It is no secret that medicine is expensive, but for many high-cost drugs, no one is developing cheaper alternatives. Competition lowers prices and drives investment. In the biosimilar market, poor regulations from the Food and Drug Administration and anticompetitive behavior from pharmacy benefit managers limit investment in less expensive versions of the most complex medicines.
One of the significant achievements of modern medicine is the creation of “biologics” — medicines with far longer chemical structures than regular “small molecule” drugs. From insulin to treat diabetes to many new cancer drugs, biologics save lives. Just as those small-molecule drugs have generic versions, biologics can have biosimilar versions that are just as effective but far less expensive.
Of the 118 biologics expected to lose patent protection by 2034, only 12 have biosimilars in development. Given the potential profit, companies should be racing to develop biosimilars. Instead, the FDA makes it unnecessarily expensive, and PBMs often won’t offer them.
On the FDA side, the United States was the only country for years that required biosimilars to pass separate interchangeability tests — often called switching studies. Thankfully, the FDA has released draft guidance recognizing that switching studies are unnecessary. Unfortunately, that change has not been finalized.
These studies focus on whether there are any effects when switching from the original biologic to a biosimilar and add large costs to an already expensive process. Developing biosimilars typically costs $100 million to $300 million and takes six to nine years before an additional $100 million to $300 million for switching studies. These studies effectively double the cost of producing biosimilars without providing additional patient safety.

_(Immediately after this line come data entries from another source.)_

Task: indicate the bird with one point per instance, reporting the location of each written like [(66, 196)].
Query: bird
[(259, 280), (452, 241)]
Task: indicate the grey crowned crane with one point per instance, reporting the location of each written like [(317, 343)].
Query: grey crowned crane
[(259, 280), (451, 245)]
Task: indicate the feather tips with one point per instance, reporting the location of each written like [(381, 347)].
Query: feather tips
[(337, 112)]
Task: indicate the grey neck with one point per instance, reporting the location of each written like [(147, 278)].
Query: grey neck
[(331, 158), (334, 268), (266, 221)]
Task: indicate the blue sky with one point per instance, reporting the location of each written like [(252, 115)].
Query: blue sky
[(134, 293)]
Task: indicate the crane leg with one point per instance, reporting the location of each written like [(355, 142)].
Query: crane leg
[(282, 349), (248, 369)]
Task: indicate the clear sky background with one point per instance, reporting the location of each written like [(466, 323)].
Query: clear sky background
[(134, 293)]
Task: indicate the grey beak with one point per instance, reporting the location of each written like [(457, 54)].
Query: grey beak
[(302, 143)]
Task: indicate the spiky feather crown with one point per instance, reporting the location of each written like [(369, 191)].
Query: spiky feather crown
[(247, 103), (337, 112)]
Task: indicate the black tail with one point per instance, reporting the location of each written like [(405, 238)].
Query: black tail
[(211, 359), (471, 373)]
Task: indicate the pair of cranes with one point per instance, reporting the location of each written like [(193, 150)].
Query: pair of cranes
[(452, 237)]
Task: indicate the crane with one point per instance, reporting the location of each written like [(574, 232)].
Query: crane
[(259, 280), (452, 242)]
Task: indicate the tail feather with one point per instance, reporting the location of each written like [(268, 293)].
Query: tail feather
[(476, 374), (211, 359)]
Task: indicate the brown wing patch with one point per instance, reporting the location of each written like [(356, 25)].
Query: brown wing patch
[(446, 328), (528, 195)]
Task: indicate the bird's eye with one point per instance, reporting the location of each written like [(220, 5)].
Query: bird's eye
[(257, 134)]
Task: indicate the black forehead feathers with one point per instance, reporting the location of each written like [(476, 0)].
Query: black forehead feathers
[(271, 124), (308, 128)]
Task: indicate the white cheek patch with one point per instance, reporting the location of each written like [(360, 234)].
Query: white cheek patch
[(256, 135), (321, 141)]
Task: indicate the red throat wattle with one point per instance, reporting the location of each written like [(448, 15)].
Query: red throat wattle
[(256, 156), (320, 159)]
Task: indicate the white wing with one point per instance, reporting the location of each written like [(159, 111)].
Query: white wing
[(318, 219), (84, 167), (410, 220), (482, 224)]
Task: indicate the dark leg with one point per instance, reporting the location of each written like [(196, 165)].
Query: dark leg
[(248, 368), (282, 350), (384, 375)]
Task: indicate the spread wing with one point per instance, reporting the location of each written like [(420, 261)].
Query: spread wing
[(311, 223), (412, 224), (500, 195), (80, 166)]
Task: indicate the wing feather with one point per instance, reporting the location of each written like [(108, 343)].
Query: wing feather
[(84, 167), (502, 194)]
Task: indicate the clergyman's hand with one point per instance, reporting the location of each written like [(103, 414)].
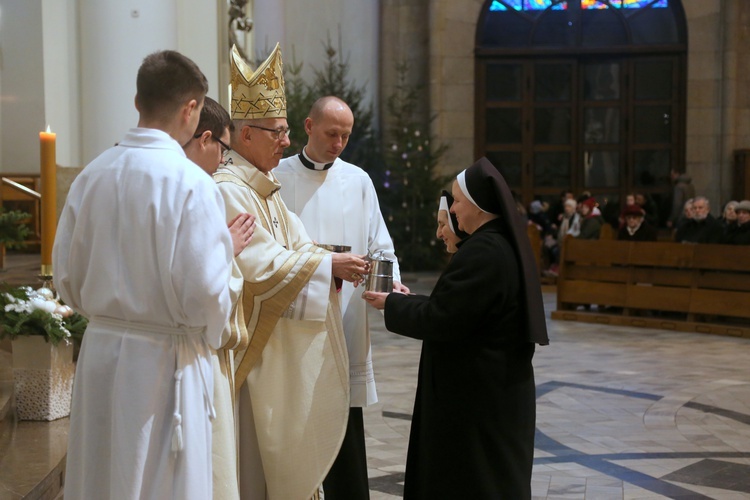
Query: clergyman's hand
[(350, 267), (241, 228), (400, 288), (375, 299)]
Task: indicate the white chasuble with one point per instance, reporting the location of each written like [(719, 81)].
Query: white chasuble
[(224, 435), (142, 249), (339, 206), (292, 379)]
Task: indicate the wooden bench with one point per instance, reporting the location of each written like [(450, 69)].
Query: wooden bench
[(698, 288)]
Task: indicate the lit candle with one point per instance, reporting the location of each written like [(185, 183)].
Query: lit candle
[(48, 172)]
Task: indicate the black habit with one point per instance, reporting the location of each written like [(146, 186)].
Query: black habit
[(472, 433)]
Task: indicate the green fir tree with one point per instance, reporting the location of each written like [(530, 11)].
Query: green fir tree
[(409, 187)]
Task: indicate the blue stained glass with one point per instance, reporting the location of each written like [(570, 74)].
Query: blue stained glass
[(637, 4), (596, 5), (542, 4), (497, 6)]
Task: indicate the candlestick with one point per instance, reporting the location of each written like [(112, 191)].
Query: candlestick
[(48, 171)]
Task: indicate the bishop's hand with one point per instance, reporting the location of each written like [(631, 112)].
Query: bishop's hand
[(350, 267)]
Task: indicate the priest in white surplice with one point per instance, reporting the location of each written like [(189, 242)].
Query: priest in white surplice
[(338, 205), (143, 251), (293, 378), (207, 149)]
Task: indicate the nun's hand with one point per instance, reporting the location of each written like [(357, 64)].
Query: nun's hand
[(375, 299), (400, 287)]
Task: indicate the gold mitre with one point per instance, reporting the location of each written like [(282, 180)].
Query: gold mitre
[(258, 94)]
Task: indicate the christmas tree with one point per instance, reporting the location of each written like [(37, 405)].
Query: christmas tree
[(408, 186)]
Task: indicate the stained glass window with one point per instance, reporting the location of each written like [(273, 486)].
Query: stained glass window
[(505, 5)]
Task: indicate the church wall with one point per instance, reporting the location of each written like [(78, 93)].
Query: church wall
[(72, 64), (21, 85), (718, 106), (353, 27), (404, 40)]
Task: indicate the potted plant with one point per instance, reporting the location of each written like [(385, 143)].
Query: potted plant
[(42, 334), (13, 231)]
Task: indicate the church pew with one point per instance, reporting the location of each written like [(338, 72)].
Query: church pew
[(701, 288)]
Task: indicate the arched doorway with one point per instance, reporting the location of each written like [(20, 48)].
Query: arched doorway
[(587, 95)]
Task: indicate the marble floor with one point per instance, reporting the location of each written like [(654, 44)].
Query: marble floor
[(623, 413)]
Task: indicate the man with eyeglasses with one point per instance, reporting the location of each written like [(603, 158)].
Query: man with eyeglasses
[(143, 251), (292, 381), (337, 203), (208, 149)]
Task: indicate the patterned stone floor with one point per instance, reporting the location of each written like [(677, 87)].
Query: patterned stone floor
[(623, 413)]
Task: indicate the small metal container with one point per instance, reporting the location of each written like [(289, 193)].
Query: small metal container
[(380, 278), (336, 248)]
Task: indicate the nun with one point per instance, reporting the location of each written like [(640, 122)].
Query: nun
[(448, 224), (472, 432)]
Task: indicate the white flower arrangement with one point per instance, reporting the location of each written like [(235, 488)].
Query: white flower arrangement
[(25, 311)]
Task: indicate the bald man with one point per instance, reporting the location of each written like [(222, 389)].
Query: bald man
[(338, 205)]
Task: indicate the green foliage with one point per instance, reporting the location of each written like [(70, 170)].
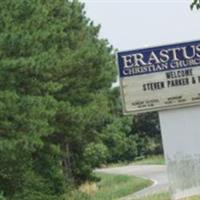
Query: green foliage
[(95, 154)]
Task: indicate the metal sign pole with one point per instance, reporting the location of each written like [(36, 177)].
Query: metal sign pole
[(181, 141)]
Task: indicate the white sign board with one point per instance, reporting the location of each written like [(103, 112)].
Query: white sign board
[(160, 78)]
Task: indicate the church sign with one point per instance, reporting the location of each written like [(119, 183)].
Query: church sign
[(160, 78)]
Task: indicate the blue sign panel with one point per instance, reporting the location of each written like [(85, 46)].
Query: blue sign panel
[(158, 59), (158, 78)]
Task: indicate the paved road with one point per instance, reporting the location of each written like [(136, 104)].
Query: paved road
[(157, 173)]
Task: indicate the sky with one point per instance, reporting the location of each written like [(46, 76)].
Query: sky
[(132, 24)]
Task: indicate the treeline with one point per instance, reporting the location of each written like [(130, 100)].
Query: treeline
[(59, 116)]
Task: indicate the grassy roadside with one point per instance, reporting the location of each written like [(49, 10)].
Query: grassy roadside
[(111, 187), (151, 160), (165, 196)]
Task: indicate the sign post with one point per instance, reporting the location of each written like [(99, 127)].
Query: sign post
[(167, 79)]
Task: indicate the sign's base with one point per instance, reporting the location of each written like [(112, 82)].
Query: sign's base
[(181, 140)]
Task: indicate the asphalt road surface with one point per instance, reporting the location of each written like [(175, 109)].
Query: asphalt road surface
[(156, 173)]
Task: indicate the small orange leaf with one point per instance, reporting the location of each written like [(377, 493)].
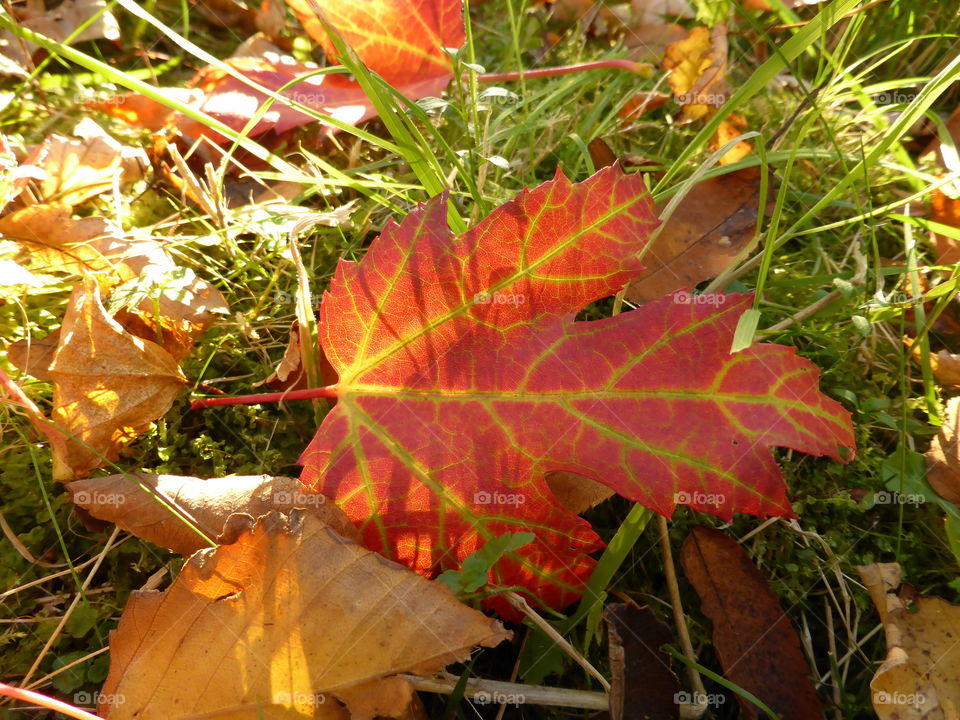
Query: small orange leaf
[(698, 67), (286, 620), (108, 384)]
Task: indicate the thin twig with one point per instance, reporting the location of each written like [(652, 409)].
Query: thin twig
[(680, 620)]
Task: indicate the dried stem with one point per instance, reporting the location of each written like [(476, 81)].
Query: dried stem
[(523, 606), (645, 69), (680, 620)]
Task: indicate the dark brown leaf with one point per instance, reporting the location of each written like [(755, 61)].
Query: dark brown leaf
[(754, 641)]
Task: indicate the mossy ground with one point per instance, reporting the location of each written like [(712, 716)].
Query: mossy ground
[(540, 126)]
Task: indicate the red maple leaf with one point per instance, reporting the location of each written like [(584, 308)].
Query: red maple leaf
[(401, 40), (463, 379)]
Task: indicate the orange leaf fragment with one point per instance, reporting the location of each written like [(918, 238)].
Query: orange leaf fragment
[(287, 620), (108, 384)]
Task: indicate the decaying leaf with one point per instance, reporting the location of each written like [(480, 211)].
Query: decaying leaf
[(165, 303), (122, 500), (920, 677), (108, 384), (463, 379), (401, 40), (75, 170), (698, 69), (34, 357), (943, 458), (756, 646), (706, 231), (288, 620), (643, 687)]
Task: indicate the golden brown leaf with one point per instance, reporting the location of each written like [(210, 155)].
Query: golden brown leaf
[(920, 677), (289, 620), (108, 384), (698, 68), (120, 499), (706, 231), (76, 170)]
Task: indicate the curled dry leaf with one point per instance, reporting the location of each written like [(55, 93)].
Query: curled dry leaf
[(706, 231), (288, 620), (76, 170), (642, 687), (920, 676), (698, 69), (943, 458), (108, 384), (124, 501), (178, 306), (756, 646)]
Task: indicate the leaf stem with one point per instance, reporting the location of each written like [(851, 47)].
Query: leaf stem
[(307, 394), (645, 69), (47, 702)]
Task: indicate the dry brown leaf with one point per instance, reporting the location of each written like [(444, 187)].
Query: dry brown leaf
[(76, 170), (108, 384), (208, 503), (698, 68), (756, 645), (576, 492), (707, 230), (289, 620), (732, 126), (33, 357), (178, 305), (943, 458), (920, 677), (87, 246)]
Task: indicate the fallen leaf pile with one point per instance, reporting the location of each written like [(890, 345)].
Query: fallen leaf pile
[(113, 374), (286, 619)]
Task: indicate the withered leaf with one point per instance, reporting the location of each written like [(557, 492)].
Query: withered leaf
[(288, 620), (208, 503), (706, 231), (643, 686), (108, 385), (756, 646), (76, 170), (920, 677)]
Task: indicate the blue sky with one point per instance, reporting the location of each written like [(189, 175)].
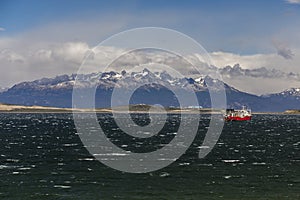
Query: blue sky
[(252, 33), (219, 25)]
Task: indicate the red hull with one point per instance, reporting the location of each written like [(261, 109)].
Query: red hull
[(237, 118)]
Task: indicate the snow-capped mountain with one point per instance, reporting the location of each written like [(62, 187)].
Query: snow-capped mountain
[(156, 88), (293, 92)]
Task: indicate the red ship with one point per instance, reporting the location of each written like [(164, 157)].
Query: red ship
[(238, 115)]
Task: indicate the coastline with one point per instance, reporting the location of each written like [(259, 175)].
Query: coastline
[(6, 108)]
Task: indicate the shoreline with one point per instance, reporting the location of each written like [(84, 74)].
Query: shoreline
[(138, 109)]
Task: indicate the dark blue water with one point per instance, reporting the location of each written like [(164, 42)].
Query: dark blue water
[(42, 157)]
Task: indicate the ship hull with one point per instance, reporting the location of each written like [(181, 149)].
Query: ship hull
[(237, 118)]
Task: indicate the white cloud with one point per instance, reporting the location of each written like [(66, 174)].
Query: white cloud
[(293, 1), (59, 49)]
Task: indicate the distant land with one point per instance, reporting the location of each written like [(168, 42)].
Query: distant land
[(141, 108), (57, 91)]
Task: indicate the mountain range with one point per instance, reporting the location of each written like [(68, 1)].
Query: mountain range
[(152, 88)]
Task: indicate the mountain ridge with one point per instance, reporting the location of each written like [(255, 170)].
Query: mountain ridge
[(57, 91)]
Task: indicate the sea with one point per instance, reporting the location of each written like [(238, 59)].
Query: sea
[(43, 157)]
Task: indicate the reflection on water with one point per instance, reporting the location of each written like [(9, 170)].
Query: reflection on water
[(42, 157)]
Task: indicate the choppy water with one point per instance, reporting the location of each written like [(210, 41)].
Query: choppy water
[(42, 157)]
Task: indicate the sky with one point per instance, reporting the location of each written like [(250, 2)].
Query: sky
[(47, 38)]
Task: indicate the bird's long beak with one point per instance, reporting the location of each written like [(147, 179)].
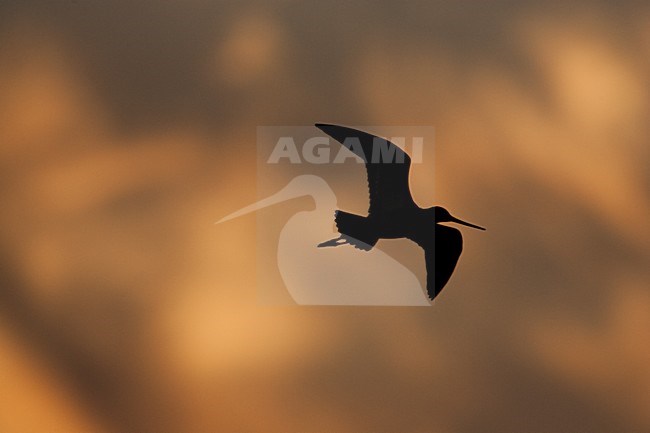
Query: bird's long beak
[(283, 195), (465, 223)]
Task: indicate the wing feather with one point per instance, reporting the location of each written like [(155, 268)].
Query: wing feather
[(387, 167)]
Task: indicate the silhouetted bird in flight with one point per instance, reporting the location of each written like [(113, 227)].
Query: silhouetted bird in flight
[(393, 213)]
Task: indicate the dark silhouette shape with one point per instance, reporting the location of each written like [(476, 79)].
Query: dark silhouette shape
[(393, 213)]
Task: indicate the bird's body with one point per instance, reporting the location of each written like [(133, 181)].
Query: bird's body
[(393, 213)]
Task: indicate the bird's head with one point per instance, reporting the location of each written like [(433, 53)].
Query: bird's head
[(442, 215)]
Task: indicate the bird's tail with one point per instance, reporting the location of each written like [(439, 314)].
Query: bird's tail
[(355, 230)]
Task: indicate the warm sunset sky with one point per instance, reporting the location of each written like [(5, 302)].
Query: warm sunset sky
[(128, 128)]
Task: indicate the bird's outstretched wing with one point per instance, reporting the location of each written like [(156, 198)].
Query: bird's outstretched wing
[(442, 247), (387, 166)]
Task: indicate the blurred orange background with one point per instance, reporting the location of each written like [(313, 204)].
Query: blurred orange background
[(128, 128)]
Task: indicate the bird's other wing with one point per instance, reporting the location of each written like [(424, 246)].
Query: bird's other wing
[(387, 166), (442, 249)]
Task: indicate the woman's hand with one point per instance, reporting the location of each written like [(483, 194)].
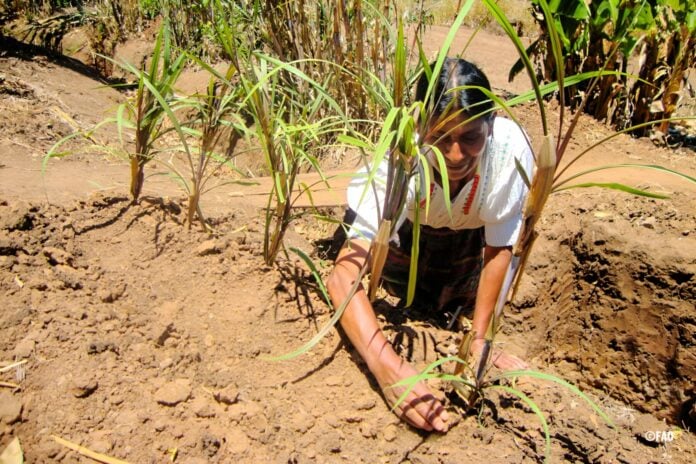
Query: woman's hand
[(420, 408)]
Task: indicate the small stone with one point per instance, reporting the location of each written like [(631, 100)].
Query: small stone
[(210, 444), (390, 432), (228, 395), (368, 431), (24, 348), (10, 408), (57, 256), (83, 386), (209, 247), (161, 332), (109, 295), (330, 442), (648, 223), (237, 441), (365, 404), (173, 393), (332, 420), (201, 408)]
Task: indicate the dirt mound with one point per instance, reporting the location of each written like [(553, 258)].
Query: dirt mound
[(617, 307)]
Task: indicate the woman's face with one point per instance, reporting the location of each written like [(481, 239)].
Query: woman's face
[(461, 144)]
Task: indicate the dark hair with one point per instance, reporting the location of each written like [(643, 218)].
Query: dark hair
[(456, 72)]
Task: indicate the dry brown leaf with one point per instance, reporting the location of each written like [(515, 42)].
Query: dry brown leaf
[(88, 452), (12, 453)]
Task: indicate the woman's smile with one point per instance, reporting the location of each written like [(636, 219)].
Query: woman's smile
[(461, 144)]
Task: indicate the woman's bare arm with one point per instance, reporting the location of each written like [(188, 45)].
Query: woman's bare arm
[(421, 409)]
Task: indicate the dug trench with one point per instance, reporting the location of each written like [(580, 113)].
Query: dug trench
[(613, 294)]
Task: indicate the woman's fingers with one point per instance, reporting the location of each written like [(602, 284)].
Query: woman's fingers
[(422, 410)]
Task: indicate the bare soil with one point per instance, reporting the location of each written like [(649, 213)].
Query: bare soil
[(149, 341)]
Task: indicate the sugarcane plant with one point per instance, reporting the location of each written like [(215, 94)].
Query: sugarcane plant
[(398, 146), (146, 115)]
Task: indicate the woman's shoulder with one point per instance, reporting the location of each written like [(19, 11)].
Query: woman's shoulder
[(505, 129)]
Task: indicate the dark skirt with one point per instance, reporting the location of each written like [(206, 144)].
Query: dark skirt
[(449, 267)]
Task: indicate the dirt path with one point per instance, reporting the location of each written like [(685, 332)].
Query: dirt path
[(147, 341)]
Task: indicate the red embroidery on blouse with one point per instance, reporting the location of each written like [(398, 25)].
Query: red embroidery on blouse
[(472, 194), (432, 188)]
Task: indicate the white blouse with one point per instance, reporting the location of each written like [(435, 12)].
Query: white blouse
[(493, 198)]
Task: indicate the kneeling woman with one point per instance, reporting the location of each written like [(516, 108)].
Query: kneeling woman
[(462, 258)]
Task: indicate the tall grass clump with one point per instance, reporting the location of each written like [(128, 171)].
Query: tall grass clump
[(658, 35), (397, 144)]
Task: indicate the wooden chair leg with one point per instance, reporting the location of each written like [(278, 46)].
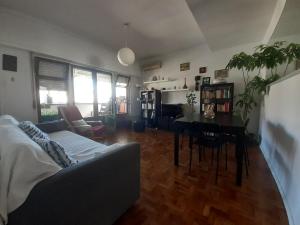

The European Union has authorized 120 biosimilars, all automatically considered interchangeable with the reference product. The United States has 75, with only 21 deemed interchangeable. The United States can compete internationally if given the chance. Four of the top 10 biosimilar firms are American — including the top two — yet our market remains constrained. Of the 19 biologics with approved biosimilars, 11 have none granted interchangeable status. Interchangeability tests are costly and create a stigma for biosimilars without them, and make those without impossible for pharmacists to dispense instead of an expensive name-brand biologic.
PBMs are the other major obstacle to patient access. Humira has had 10 approved biosimilars, yet PBMs often won’t offer them. Humira is covered by 99 percent of health plans, yet only 53 percent cover at least one of its biosimilars — even though four already hold FDA interchangeable status.
When biologics can’t get into the market, there is little reason for manufacturers to bother making them. The result is fewer lower-cost biosimilars and less competition bringing prices down for patients.
Some name-brand manufacturers share the blame. AbbVie — the manufacturer of Humira — has reportedly offered discounts on other drugs they make, so long as PBMs don’t recommend biosimilars over Humira, giving up some profits on other drugs to ensure their Humira remains dominant in the market. That trade-off might be defensible if PBMs reliably passed savings on to patients, but PBMs are known to retain a sizable portion of discounts.
When PBMs refuse to cover biosimilars or prioritize name brands, biosimilar manufacturers face the risk that even after paying for development and interchangeability tests, their product won’t be allowed to compete.
Overregulation and a lack of coverage have left the United States with too few biosimilars and too few being developed. Smart reforms can change this. First, the FDA should finalize the decision to drop unnecessary interchangeability tests.
They may have seemed prudent more than a decade ago, but evidence shows no safety of efficacy issues when switching between biologics and biosimilars. Removing interchangeability tests would reduce the cost of developing biosimilars, while allowing patients easier access to less expensive medicines.
Second, Congress should require transparency from PBMs in the form of upfront reporting on the biosimilars they offer and those they don’t. Without comparable data, insurers cannot pressure PBMs to compete on access and price.
Until biosimilars are given a fair chance to compete, patients will continue to pay more than they should for essential medicines.